Хлопца даже зашатало.

— Боюсь, боюсь! — надрывалась пани.

— Да он же совсем не страшный, — пытался угомонить её Михайлик.

— А погляди, какой кругленький глазок! — и ковалёва мама поднесла рыжую змейку к самому носу пани Роксоланы, да так напугала её, что привередница завопила уж вовсе неистово.

— Слезайте, пани, — сурово приказала Явдоха.

— Ой, не слезу!

— Слезай, говорю тебе! — теряя остаток холопского почтения, прикрикнула наймичка на свою пани.

— Ой, боюсь!

— Слезай, бесстыдница, не то суну тебе гадину за пазуху.

— Суйте, — совсем другим голоском, спокойно и как будто даже снова сонно, молвила Роксолана. — Всё одно не слезу.

— То есть как? — приходя в себя после испуга, удивлённо спросил и пан Пампушка-Купа-Стародупский.

— А так. Вот здесь и буду.

— Доколе?

— Пока не перестану бояться.

— Когда же ты перестанешь?

— Не знаю. Может, к вечеру. А может…

— Роксонька, люба, опомнись!

— Как ты, Диомид, не понимаешь: твоему цветику страшно.

— Да ведь я здесь.

— Ты же не хочешь взять меня, чтоб носить на руках до утра.

— Послушай, Лана.

— Не хочешь ласточку свою потешить?

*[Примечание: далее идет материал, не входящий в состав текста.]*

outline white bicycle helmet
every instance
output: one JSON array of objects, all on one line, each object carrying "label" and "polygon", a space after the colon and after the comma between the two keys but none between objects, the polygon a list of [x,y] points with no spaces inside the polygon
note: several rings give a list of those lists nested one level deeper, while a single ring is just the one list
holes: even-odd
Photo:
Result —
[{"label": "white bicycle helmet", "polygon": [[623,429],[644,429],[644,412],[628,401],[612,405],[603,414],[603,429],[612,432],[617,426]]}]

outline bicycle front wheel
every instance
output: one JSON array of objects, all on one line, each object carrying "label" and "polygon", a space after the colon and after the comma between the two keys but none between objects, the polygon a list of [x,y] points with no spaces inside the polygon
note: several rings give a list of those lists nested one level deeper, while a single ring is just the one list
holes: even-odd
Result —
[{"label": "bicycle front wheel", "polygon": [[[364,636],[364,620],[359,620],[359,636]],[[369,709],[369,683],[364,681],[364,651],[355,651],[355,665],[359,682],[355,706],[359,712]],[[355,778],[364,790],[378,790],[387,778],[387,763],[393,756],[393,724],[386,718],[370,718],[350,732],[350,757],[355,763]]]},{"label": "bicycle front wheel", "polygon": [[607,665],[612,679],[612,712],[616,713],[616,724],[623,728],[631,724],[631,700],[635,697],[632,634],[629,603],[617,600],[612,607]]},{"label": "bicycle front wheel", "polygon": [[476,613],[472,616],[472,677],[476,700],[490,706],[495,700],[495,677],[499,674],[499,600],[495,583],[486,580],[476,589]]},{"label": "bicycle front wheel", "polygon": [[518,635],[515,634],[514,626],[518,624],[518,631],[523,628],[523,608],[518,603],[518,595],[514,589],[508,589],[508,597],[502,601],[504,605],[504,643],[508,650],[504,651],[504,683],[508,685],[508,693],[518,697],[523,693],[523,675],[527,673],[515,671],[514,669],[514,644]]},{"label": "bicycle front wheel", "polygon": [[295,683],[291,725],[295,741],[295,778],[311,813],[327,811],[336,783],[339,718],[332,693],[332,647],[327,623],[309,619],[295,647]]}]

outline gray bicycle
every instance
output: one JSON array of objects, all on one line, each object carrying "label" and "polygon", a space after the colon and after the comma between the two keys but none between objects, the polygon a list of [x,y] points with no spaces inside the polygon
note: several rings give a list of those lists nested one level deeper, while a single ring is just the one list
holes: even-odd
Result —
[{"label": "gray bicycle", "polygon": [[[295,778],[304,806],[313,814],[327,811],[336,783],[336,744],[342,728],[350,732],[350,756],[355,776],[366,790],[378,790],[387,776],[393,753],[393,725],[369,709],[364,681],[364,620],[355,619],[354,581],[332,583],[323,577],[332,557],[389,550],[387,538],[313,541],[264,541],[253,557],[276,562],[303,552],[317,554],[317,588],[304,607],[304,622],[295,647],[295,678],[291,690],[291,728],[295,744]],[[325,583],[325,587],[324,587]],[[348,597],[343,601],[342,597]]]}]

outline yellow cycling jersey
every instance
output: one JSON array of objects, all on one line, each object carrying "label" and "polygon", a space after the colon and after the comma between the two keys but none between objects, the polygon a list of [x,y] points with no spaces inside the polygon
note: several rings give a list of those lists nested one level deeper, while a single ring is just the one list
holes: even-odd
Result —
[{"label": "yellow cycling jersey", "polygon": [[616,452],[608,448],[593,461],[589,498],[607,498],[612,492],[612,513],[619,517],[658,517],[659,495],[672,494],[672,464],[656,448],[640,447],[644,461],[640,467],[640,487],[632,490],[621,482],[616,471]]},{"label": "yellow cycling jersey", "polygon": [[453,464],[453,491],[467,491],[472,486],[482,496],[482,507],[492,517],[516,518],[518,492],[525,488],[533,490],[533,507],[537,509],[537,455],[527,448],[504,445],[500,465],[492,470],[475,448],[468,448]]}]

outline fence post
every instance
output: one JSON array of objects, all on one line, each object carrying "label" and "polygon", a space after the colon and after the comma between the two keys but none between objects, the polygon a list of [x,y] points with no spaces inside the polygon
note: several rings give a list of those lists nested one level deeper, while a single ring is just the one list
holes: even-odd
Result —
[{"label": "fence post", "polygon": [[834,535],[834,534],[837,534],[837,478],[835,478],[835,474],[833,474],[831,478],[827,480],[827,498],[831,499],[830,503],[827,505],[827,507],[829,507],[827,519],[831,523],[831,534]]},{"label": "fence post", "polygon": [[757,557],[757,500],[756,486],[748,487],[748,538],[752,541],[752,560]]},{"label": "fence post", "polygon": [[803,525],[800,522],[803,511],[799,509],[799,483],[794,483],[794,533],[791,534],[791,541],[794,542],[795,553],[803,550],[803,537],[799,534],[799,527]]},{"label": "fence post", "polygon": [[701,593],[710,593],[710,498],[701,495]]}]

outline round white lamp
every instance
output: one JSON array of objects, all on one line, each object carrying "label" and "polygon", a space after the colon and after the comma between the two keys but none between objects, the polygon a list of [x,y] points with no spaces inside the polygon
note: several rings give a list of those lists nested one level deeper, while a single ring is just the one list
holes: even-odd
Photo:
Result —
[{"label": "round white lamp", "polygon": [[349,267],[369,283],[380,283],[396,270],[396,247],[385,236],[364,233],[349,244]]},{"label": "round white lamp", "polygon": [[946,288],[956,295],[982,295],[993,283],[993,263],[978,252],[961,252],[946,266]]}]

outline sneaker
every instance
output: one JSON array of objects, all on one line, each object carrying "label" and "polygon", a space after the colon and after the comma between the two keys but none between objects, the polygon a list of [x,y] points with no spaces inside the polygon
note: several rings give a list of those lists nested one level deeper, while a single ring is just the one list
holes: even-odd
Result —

Видишь, вот я какая, возьми! — и пани изгибалась у Михайлика на руках, и что-то там, тепло колыхнувшись, выглянуло из-под раскрывшейся сорочки, и хлопец, будь он поэтом, непременно подумал бы в тот миг о спелой земляничке, — не о клубнике, а о мелкой лесной земляничке, потому как пани Роксолане ещё не пришлось ни рожать, ни кормить, — но Михайлик не был поэтом, и он подумал лишь про зыбкий белоцвет калины с вызревшей до времени красной ягодкой посреди пышной грозди, — ей богу, именно так и подумал, ведь не чаял он в простоте душевной, что мы с вами, читатель, жаркие мысли его подслушаем и предадим огласке.

Пан Купа стремглав кинулся подхватить супругу на руки, ведь и сама она уже, казалось, возжелала его. Однако пани тут же предуведомила:

— Не сойду с рук твоих до утра, Диомид…

— Надо ж ехать дальше. Мне должно поспешать…

— Тогда останусь тут. — и пани Роксолана стала поудобнее устраиваться на руках охваченного дрожью Михайлика, лукаво и прельстительно глядя на него снизу.

— Поноси хоть ты меня, Кохайлик, или как там тебя зовут…

— Его зовут Михайликом, — сказала мама.

10

— Кохайлик, Кохайлик, — шептала Роксолана, прильнув к его широкой и крепкой груди, где так сильно колотилось сердце. — Неси меня, неси!

И Михайлик понёс её, сам не зная куда.

— Вон к той осине.

И парубок свернул в траву, к той осине.

— Да скорее же! — подгоняла прелестная пани, увидев, что Явдоха, Патимэ-татарочка да и сам пан Пампушка-Купа-Стародупский стараются от них не отстать, чтобы, случаем, чего не вышло.

И Михайлик наддавал ходу.

— Тяжело тебе, сыночек мой, — кричала мама ему вслед. — Дай-ка я тебе помогу.

— Я сам, мамо, я сам! — отмахнулся Михайлик и побежал, затем что пани Роксолана в тот миг хотела его об этом попросить, и парубок почуял её призыв — вперёд!

Роксолана снизу глядела на лицо Михайлика, от солнца чёрное, как голенище, на зоркие соколиные очи, глядела на упрямую складку у нижней губы, и её тешила эта игра, — она видела, как начинает яриться муж, она чуяла всем телом, что Михайлик уже сам не свой.

— Остановись! — всё больше отставая, орал обозный.

— Скорее, ой, скорее, — подстёгивала Роксолана, обнимая Михайлика за шею и, пока где-то там догонял их пан Купа, пока за буйными зарослями трав никого ещё не было видно, целуя ошалевшего хлопца куда ни попало. — Ой, быстрее! Ой, живее! Ой, прытче! — шептала ему в ухо анафемская пани обозная.